Auf wenig Gegenliebe stieß allerdings der Vorschlag der SPD, eine Einbahnstraße zwischen den bestehenden und den neuen Häusern vorzusehen. Bislang verläuft dort nur ein Feldweg, der eigentlich dem Bauland zugeschlagen werden soll, so dass Garten an Garten grenzt. Der Vorteil: „Die Rückseiten der Grundstücke könnten bebaut und dann über die Einbahnstraße erschlossen werden – auch das ist Verdichtung“, argumentierte Siegl. Der Nachteil: „Alle Anwohner müssten an den Kosten beteiligt werden“, gab Bauamtsleiter Frank Lindemann zu bedenken. Weiterer Knackpunkt: Um das Gelände in einem vereinfachten Verfahren zügig überplanen zu können, darf eine bestimmte Zahl von künftigen Benwohnern nicht überschritten werden.

Sowohl die rückwärtige Bebauung der Grundstücke als auch die zulässige Anwohnerzahl sollen zunächst überprüft werden, bevor der Ausschuss sein endgültiges Votum abgibt. Fest steht allerdings schon jetzt: Die Bebauung soll kleinteilig ausfallen – aber passend für junge Familien.

Baugebiet im Zwerchhaag

Bezahlbare Wohnungen sieht Bürgermeisterin Bärbel Schader eher im Bobstädter Zwerchhaag in der Nähe der Bahnlinie. Ein Mix aus größeren und kleineren Einheiten soll hier entstehen, berichtete sie. Allerdings sei kein sozialer Wohnungsbau vorgesehen. Wegen der Mietpreisbindung seien hier kaum Investoren zu finden.

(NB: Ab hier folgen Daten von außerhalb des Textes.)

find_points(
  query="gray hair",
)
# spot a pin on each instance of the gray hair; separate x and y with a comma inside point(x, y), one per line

Abgestimmt hatten bei der Sitzung lediglich die Ausschussmitglieder, obwohl auch der Ortsbeirat eingeladen war. Anwesend waren allerdings nur die CDU-Ortsbeiräte. Ortsvorsteher Uwe Metzner (Grüne) war wegen Krankheit verhindert. „Da kein Stellvertreter da ist, kann der Ortsbeirat ohnehin nicht abstimmen“, schlussfolgerte Siegl. „Er kann aber durchaus gehört werden“, widersprach Ausschussvorsitzende Luciana Catalani-Wilhelm (SPD). „Ungehörig“, nannte CDU-Ortsbeirätin Ursula Cornelius das Verhalten ihrer SPD-Kollegen.